Quantitative Analysis of Image Classification Techniques for Memory-Constrained Devices
Sebastian M\"uksch, Theo Olausson, John Wilhelm, Pavlos Andreadis

TL;DR
This paper compares CNNs and recent lightweight algorithms like ProtoNN, Bonsai, and FastGRNN for multi-channel image classification on memory-limited devices, showing CNNs outperform others across various memory budgets.
Contribution
It introduces a memory-optimized CNN implementation using Direct Convolution and adapts FastGRNN for multi-channel images, providing a comprehensive comparison on CIFAR-10.
Findings
CNNs with Direct Convolution outperform lightweight algorithms across all memory budgets.
Maximum accuracy achieved is 65.7% at 58.23KB memory footprint.
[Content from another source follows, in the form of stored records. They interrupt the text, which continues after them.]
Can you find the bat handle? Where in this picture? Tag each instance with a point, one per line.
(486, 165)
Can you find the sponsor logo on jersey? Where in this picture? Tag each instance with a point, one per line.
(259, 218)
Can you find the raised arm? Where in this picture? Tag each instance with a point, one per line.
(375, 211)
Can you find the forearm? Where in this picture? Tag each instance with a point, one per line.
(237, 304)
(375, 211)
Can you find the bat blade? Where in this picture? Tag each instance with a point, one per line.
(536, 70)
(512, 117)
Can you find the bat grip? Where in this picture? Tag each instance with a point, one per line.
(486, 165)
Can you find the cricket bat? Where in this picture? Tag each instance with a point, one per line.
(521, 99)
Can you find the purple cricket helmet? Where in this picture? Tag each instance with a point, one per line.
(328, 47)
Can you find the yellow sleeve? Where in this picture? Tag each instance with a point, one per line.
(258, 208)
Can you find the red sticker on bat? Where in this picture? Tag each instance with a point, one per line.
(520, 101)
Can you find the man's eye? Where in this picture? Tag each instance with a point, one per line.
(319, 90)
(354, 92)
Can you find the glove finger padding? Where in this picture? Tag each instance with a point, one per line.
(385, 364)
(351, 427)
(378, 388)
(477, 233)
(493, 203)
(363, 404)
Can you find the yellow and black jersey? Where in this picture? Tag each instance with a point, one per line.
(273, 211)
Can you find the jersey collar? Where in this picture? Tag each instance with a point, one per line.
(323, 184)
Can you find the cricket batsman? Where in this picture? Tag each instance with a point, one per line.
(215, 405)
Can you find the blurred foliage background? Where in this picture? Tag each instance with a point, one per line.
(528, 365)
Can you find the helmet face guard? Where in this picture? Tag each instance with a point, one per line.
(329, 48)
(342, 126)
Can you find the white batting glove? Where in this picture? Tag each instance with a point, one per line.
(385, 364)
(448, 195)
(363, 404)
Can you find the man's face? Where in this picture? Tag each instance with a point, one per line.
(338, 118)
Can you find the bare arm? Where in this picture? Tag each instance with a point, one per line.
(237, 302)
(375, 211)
Lightweight algorithms are less effective for complex multi-channel image classification.
Abstract
Convolutional Neural Networks, or CNNs, are the state of the art for image classification, but typically come at the cost of a large memory footprint. This limits their usefulness in applications relying on embedded devices, where memory is often a scarce resource. Recently, there has been significant progress in the field of image classification on such memory-constrained devices, with novel contributions like the ProtoNN, Bonsai and FastGRNN algorithms. These have been shown to reach up to 98.2% accuracy on optical character recognition using MNIST-10, with a memory footprint as little as 6KB. However, their potential on more complex multi-class and multi-channel image classification has yet to be determined. In this paper, we compare CNNs with ProtoNN, Bonsai and FastGRNN when applied to 3-channel image classification using CIFAR-10. For our analysis, we use the existing Direct…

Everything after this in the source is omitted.